The late President Josiah Quincy, in his "History of the Boston Athenaeum," pays a high tribute of respect to the memory and the labors of the gentlemen who founded that institution and conducted the "Anthology." A literary journal had already been published in Boston, but very soon failed for want of patronage. An enterprising firm of publishers, "being desirous that the work should be continued, applied to the Reverend William Emerson, a clergyman of the place, distinguished for energy and literary taste; and by his exertions several gentlemen of Boston and its vicinity, conspicuous for talent and zealous for literature, were induced to engage in conducting the work, and for this purpose they formed themselves into a Society. This Society was not completely organized until the year 1805, when Dr. Gardiner was elected President, and William Emerson Vice-President. The Society thus formed maintained its existence with reputation for about six years, and issued ten octavo volumes from the press, constituting one of the most lasting and honorable monuments of the literature of the period, and may be considered as a true revival of polite learning in this country after that decay and neglect which resulted from the distractions of the Revolutionary War, and as forming an epoch in the intellectual history of the United States.
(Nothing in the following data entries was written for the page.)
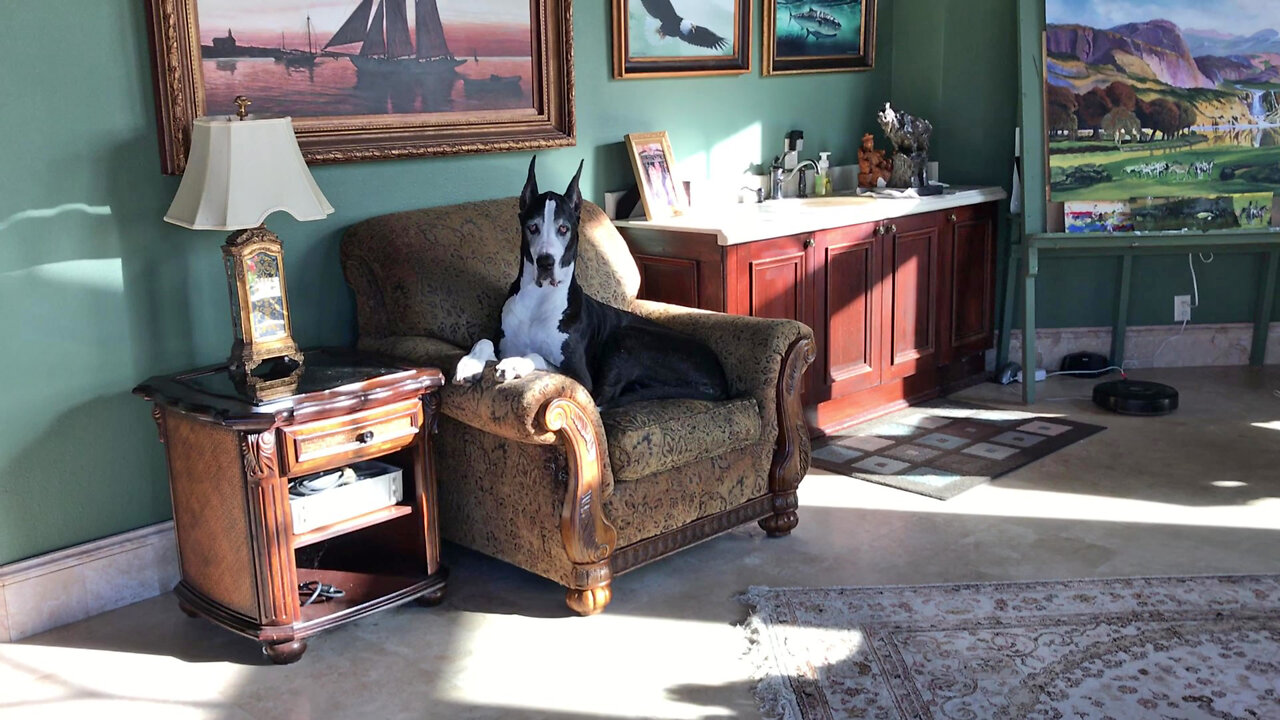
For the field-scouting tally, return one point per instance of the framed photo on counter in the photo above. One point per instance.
(653, 164)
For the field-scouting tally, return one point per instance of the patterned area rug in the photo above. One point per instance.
(946, 449)
(1200, 647)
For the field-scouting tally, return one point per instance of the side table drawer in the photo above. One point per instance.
(319, 445)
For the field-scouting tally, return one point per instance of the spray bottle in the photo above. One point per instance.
(822, 183)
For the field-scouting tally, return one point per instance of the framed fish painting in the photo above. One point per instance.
(818, 36)
(681, 37)
(366, 80)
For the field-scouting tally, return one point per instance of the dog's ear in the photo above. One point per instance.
(530, 192)
(572, 194)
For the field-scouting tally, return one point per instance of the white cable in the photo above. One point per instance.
(1166, 342)
(1194, 287)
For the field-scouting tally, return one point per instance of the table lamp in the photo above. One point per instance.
(240, 171)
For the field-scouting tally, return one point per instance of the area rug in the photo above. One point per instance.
(1200, 647)
(946, 449)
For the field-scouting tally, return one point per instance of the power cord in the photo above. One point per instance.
(315, 591)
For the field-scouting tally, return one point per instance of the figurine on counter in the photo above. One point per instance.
(873, 167)
(910, 139)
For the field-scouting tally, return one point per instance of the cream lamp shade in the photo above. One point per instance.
(241, 171)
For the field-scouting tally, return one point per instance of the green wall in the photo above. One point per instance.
(1080, 292)
(99, 294)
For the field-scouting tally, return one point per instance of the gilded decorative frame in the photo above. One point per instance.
(551, 122)
(818, 63)
(627, 67)
(658, 201)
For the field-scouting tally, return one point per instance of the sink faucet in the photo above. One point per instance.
(803, 190)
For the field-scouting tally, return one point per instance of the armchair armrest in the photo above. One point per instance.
(766, 359)
(521, 410)
(752, 350)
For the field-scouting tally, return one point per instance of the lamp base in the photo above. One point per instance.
(254, 260)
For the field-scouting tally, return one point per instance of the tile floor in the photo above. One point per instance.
(1189, 493)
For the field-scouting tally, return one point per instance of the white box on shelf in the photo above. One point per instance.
(378, 486)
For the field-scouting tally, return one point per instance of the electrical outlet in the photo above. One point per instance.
(1182, 308)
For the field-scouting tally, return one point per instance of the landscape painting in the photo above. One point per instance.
(818, 35)
(1162, 100)
(365, 57)
(366, 80)
(1086, 215)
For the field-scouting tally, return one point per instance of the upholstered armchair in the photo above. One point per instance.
(529, 470)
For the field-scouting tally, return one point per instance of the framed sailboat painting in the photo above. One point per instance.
(369, 80)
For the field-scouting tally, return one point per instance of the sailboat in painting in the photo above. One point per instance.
(385, 42)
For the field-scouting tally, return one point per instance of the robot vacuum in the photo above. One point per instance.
(1136, 397)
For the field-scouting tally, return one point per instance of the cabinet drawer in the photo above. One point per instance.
(336, 441)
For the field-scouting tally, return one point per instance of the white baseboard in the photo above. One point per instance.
(1200, 345)
(76, 583)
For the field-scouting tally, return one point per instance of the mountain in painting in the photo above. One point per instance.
(1211, 42)
(1152, 50)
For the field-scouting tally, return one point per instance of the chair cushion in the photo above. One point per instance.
(656, 436)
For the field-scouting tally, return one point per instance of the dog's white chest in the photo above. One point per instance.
(530, 323)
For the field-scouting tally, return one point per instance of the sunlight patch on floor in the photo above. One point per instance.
(110, 684)
(611, 647)
(826, 490)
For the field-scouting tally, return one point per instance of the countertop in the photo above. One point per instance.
(735, 224)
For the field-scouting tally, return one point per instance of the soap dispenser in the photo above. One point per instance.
(822, 183)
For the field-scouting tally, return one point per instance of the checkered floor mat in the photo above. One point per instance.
(945, 449)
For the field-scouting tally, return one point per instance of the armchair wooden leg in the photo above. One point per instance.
(593, 591)
(791, 455)
(589, 538)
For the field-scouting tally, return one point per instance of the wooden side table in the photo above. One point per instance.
(231, 459)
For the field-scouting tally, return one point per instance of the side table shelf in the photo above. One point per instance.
(231, 461)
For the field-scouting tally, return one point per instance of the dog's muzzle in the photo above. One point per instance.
(545, 273)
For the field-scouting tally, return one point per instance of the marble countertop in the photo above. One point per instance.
(735, 224)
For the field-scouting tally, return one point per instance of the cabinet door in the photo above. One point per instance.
(773, 278)
(969, 267)
(846, 311)
(910, 249)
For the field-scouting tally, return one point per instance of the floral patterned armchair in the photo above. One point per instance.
(529, 470)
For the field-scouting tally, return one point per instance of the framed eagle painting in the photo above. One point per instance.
(681, 37)
(818, 36)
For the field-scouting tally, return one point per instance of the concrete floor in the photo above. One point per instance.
(1196, 492)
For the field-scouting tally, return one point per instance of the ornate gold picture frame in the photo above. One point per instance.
(467, 80)
(801, 37)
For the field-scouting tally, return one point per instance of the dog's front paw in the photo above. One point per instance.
(469, 370)
(513, 369)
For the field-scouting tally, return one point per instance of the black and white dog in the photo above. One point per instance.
(548, 323)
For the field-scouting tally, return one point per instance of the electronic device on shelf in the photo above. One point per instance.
(337, 495)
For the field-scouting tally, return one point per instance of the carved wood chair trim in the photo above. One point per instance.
(589, 538)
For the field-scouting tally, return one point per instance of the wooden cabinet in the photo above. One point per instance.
(231, 464)
(899, 308)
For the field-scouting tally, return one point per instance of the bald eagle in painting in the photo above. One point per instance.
(676, 26)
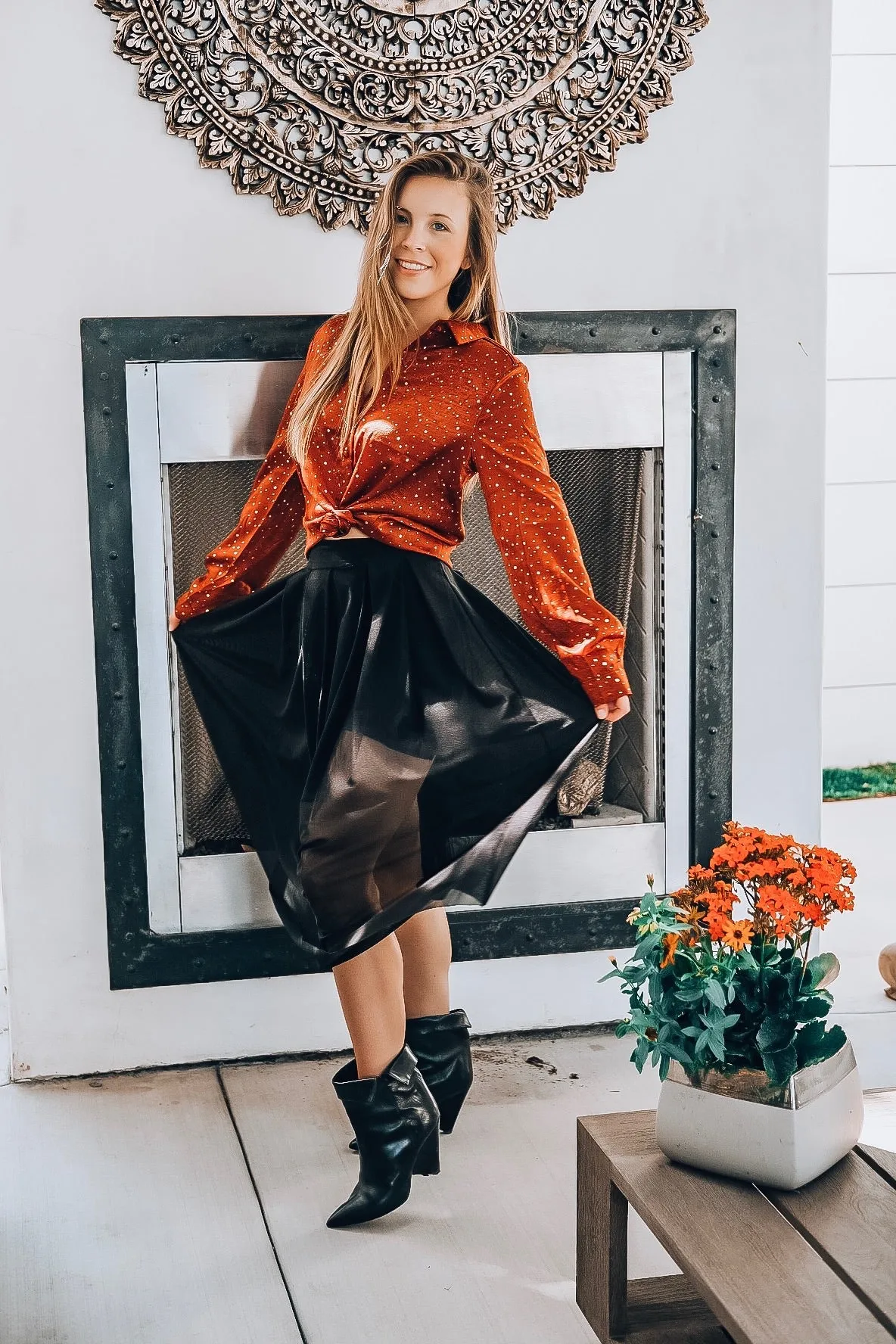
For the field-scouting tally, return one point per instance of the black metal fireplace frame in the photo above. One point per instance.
(137, 956)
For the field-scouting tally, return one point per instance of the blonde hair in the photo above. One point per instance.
(379, 325)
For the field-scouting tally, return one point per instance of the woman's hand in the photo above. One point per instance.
(614, 710)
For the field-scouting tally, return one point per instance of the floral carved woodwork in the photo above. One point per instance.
(313, 101)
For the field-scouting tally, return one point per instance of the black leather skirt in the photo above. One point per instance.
(388, 734)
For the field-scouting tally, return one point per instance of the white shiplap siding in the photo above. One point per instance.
(860, 568)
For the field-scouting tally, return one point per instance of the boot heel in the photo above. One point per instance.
(428, 1159)
(449, 1110)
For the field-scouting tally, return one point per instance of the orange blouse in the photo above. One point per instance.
(461, 405)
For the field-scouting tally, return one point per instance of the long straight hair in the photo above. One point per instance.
(379, 324)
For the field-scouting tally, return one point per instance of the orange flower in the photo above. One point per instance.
(669, 947)
(814, 913)
(738, 935)
(717, 924)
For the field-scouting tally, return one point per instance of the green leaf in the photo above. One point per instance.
(714, 992)
(677, 1053)
(813, 1007)
(818, 968)
(814, 1044)
(776, 1034)
(779, 1063)
(641, 1053)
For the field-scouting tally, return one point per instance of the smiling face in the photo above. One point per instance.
(429, 241)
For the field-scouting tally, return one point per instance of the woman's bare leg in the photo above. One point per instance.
(370, 991)
(426, 950)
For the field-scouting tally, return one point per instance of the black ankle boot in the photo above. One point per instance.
(442, 1049)
(397, 1122)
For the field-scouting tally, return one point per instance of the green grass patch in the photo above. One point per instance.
(870, 781)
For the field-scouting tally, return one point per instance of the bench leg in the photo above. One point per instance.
(602, 1245)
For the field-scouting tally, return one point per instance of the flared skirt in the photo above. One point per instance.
(388, 734)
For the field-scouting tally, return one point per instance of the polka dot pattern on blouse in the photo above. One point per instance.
(461, 405)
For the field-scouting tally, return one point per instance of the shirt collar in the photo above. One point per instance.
(461, 332)
(465, 332)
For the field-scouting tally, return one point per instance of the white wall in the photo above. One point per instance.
(724, 204)
(860, 576)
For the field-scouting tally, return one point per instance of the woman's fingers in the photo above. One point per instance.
(614, 710)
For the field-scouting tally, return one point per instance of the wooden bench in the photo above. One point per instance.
(759, 1266)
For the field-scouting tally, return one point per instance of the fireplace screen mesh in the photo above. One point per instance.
(605, 493)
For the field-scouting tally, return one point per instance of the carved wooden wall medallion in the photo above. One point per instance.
(313, 101)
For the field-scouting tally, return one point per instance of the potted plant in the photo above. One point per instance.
(726, 999)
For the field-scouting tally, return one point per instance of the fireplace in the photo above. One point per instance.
(636, 412)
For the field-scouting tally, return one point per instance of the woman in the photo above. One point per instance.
(388, 734)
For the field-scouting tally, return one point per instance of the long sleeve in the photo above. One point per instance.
(539, 546)
(270, 519)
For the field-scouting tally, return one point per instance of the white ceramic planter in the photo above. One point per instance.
(742, 1127)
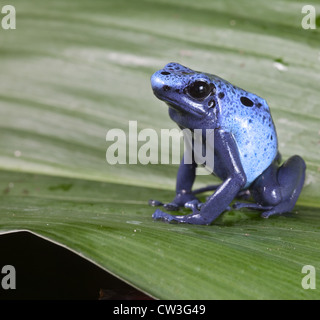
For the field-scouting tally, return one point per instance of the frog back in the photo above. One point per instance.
(247, 116)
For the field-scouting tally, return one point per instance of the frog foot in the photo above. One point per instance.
(193, 218)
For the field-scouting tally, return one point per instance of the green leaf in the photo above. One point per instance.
(72, 71)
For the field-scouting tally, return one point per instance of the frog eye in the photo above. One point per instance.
(199, 90)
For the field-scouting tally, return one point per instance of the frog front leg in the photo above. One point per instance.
(184, 195)
(218, 202)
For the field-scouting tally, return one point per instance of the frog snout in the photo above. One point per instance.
(159, 83)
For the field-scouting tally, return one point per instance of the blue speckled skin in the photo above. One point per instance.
(245, 145)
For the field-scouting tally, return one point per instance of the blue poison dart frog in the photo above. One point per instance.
(246, 156)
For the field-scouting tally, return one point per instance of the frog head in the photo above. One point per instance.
(189, 94)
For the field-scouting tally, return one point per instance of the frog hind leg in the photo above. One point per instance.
(278, 188)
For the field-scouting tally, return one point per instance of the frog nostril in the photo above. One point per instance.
(247, 102)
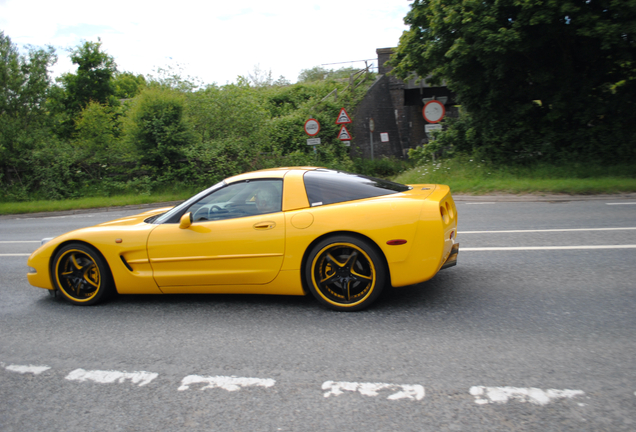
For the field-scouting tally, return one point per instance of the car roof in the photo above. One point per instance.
(267, 173)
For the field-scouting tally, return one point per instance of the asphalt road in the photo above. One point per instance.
(539, 337)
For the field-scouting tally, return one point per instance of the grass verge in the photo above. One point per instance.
(84, 203)
(463, 174)
(470, 176)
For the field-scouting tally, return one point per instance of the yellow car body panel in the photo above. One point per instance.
(247, 250)
(414, 230)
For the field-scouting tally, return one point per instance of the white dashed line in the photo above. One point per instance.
(545, 230)
(230, 383)
(107, 377)
(402, 391)
(528, 248)
(501, 395)
(35, 370)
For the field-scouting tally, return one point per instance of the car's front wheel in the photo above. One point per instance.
(82, 275)
(345, 273)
Its records yet remain, an evidence that it was a pleasant, active, high-principled association of literary men, laboring harmoniously to elevate the literary standard of the time, and with a success which may well be regarded as remarkable, considering the little sympathy they received from the community, and the many difficulties with which they had to struggle."
The publication of the "Anthology" began in 1804, when Mr. William Emerson was thirty-four years of age, and it ceased to be published in the year of his death, 1811. Ralph Waldo Emerson was eight years old at that time. His intellectual life began, we may say, while the somewhat obscure afterglow of the "Anthology" was in the western horizon of the New England sky.